CD19-CAR-T cell therapy has been granted orphan status by the FDA. Intense efforts are underway to extend both CAR-T cell-as well as ICI-based treatments across other tumor types and to improve outcomes when employed alone or in combination with other agents. FDA has already approved the use of combined CTLA-4 and PD-1 blockade-based therapy. Additional combination strategies such as ICI with GM-CSF, with GM-CSF producing cell-based vaccine, and with other stimulatory signals such as with 4-1BB or OX40, IDO inhibitors or combination of ACT and ICI are under consideration. A variety of other combinations with immune inhibition [such as with LAG-3, TIM-3, BTLA, etc.], chemotherapeutic agents and irradiation—as additive or designed to make a tumor more “antigenic”, etc., are in the drawing board. Additionally, the combination of ICI with neo-epitope-based immunization to make the treatment more personalized is also actively pursued. Time will tell which of these strategies are likely to improve results. In this context and encouragingly, the effectiveness of the combination of ACT with IL-21-primed polyclonal cytolytic T cells and anti-CTLA-4 antibody in a melanoma patient that had failed prior treatments with ACT and anti-CTLA-4 has recently been reported [69]. Indeed, if the history behind the development of effective combination chemotherapies for cancer is any guide, the expectation for positive outcomes from combination immunotherapy for cancer would not be inappropriate.

This brings us to the interesting findings of long survival of patients who do not achieve complete remissions from anti-CTLA-4 as well as anti-PD-1 blockade-based therapies. Traditionally, the operative goal of any systemic anti-cancer therapy has been sustained complete remissions in a sizeable fraction so as to improve overall survival and to achieve “cure”. Interestingly, given that ICI achieves complete remissions in no more than 15% of the patients yet the survival curves of patients receiving CTLA-4-as well as PD-1 blockade-based therapies flatten after 3 to 4 years for a sizeable fraction (a respectable third) of the patients, it is tempting to argue that we are seeing something unique that can be best described as “the containment of cancer”. This seems to defy the lesson learned from earlier efforts at finding “curative” chemotherapy and it is somewhat analogous to what has been achieved with HIV–AIDS [70] and with chronic myeloid leukemia [71] as patients affected by these two diseases enjoy long life with treatments that does neither achieve total neutralization of the offending virions nor completely eliminate the leukemic cells. If the data with ICI-based therapies hold, this will be not only quite impressive; this could represent a new legitimate goal in the management of cancer—i.e., keeping cancers from progressing! The results of ICI-based cancer immunotherapy seem to suggest that this goal is achievable.
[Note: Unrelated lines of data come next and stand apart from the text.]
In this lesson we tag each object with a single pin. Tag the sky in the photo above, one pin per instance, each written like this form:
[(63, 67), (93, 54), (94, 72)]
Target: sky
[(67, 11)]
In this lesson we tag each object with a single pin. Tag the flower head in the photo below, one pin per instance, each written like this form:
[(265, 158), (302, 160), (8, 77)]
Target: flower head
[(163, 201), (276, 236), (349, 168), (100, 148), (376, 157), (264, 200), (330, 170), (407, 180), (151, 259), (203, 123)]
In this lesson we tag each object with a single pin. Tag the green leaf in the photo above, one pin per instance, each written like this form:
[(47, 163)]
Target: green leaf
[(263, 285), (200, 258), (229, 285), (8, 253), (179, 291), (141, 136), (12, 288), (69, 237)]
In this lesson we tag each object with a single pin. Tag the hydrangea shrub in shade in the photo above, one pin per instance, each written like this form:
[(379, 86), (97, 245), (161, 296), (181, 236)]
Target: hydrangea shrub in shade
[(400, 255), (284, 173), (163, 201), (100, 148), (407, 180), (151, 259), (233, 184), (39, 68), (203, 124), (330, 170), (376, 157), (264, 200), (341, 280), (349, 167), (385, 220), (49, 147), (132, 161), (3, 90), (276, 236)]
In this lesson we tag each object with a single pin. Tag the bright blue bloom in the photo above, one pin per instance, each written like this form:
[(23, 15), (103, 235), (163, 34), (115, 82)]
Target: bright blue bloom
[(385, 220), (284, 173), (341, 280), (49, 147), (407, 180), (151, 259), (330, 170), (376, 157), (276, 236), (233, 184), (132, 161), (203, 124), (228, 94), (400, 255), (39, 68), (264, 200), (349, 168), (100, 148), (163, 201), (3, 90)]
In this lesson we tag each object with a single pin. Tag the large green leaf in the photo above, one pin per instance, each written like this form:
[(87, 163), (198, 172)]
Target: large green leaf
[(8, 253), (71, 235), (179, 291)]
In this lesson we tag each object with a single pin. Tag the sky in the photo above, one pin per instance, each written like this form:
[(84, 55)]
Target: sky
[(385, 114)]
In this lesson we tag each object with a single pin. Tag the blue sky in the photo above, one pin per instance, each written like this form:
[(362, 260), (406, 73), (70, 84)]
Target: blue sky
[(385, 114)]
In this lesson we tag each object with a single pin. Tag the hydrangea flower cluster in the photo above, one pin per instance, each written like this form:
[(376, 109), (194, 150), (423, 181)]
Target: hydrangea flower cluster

Meanwhile as innovative clinical trials continue, factors influencing outcome—i.e., response vs. no-response to therapies—get further analyzed, and relevant scientific issues behind CAR-T cells and ICI-based strategies undergo careful examination, we believe that it can now be said with a definite measure of confidence that the evidence for genuine progress in the field of cancer immunotherapy with CAR-T cell- and ICI-based strategies has been compelling; and that there are reasons to expect further progress with these two basic approaches in cancer immunotherapy.